William Gibson’s novel Neuromancer is a work primarily focusing on the effects of the hybridization of advanced technologies with human beings, and the effects of these hybridizations on the human body and soul. These hybridizations come in mechanized forms that physically intertwine with the human body such as Molly’s decision to physically modify herself with superior digital eyes and reflexes, or Case’s physical interface with computer software to glide through “walls of emerald green, milky jade…in cyberspace” (Gibson 247).The hybridizations of technology with human beings also remain physically separate from the human body with the actual hybridization occurring in a more abstract manner. For instance, the characters considered AI (Wintermute, Neuromancer, and the amalgamation of Wintermute and Neuromancer) are never physically intertwined with Case’s body, but they do affect Case’s psyche on an emotional level.

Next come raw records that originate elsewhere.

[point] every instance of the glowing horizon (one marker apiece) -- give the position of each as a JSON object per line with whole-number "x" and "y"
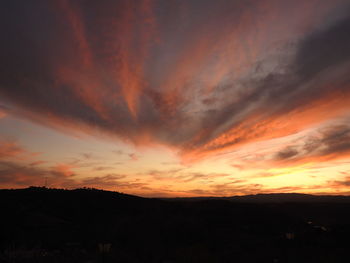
{"x": 176, "y": 98}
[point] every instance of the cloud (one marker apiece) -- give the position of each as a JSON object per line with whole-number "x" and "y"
{"x": 221, "y": 75}
{"x": 10, "y": 149}
{"x": 14, "y": 175}
{"x": 327, "y": 143}
{"x": 133, "y": 156}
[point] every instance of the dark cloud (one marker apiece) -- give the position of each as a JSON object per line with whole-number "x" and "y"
{"x": 331, "y": 142}
{"x": 14, "y": 174}
{"x": 142, "y": 72}
{"x": 286, "y": 153}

The AIs’ influences on Case’s psyche are best seen on the emotional level when the AI Neuromancer creates the image of the deceased Linda on the isolated beach, in order to convince Case to remain inside his program, “Stay. If your woman is a ghost, she doesn’t know it. Neither will you” (235). Neuromancer is using Case’s guilt of “feeling nothing” (39) immediately after abruptly losing his former lover Linda in its attempt to influence Case to remain in its version of cyberspace. Neuromancer’s attempt at influencing Case hybridizes Case’s psyche with Neuromancer in that Case’s mind is so close to Neuromancer in cyberspace as to be skillfully read and subtly influenced by Neuromancer based on deep emotions embedded in Case’s mind over his loss of Linda, “She was the girl he remembered from their trip across the Bay, and that was cruel” (228). Neuromancer is “cruel” in that it stirs buried emotions of guilt in Case over his turning of “those perpetually startled eyes into wells of reflexive need” (8).

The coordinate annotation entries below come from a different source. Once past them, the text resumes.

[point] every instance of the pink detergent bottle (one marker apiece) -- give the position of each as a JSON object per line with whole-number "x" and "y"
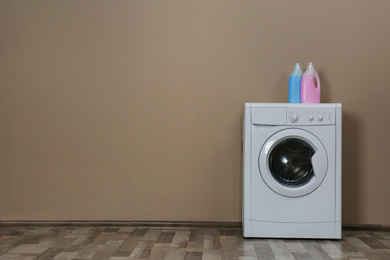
{"x": 310, "y": 91}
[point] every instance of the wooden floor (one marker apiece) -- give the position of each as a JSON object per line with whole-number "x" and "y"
{"x": 120, "y": 243}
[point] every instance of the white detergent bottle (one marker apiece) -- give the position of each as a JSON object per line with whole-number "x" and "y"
{"x": 310, "y": 86}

While the novel Neuromancer outwardly examines the ways in which humans have become physically and mentally intertwined with technology, its underlying purpose is to address humanity’s loss of its own identity through its quest to evolve at a pace divergent from nature’s natural pace. In other words, the more humanity advances itself toward its prototypical vision, the more it steps away from its very essence. For example, Molly’s replacement of her eyes with “surgically inset…mirrored glasses” (25) enhances the precision of her vision (55), making her physically superior to other humans. However, her choice to enhance her vision also strips away her ability to cry. Instead, Molly must spit to portray the act of crying because, as she says, “the ducts are routed to the back of my mouth” (177).

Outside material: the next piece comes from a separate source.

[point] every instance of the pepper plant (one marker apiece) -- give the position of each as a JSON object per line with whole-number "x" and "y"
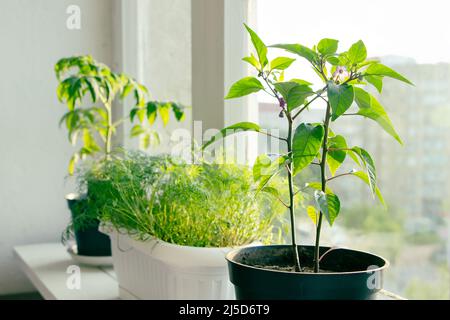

Molly’s loss of the ability to cry in the usual manner in which humans cry relates a fundamental loss of the expression of a basic human act used to portray a wide array of emotions such as: anger, sadness, happiness, and nervousness. Molly’s act of spitting instead of crying can be seen as an action that only allows her to be perceived in a negative light because those viewing someone spit, especially a woman, tend to perceive said person as unrefined. Therefore Molly, in her quest to become superior to others, has became emotionally inferior to those she has physically surpassed because no one is able to view her genuine responses to her emotional reactions. If the eyes are truly considered to be the preferred points of reference in recognizing another’s true essence, then Molly has lost a critical element used by other humans to gauge her emotional state. In her attempt to become physiologically superior, she has hindered her ability to control how others perceive her. She has diminished her relationship with humanity by limiting her available choices to express outward emotions.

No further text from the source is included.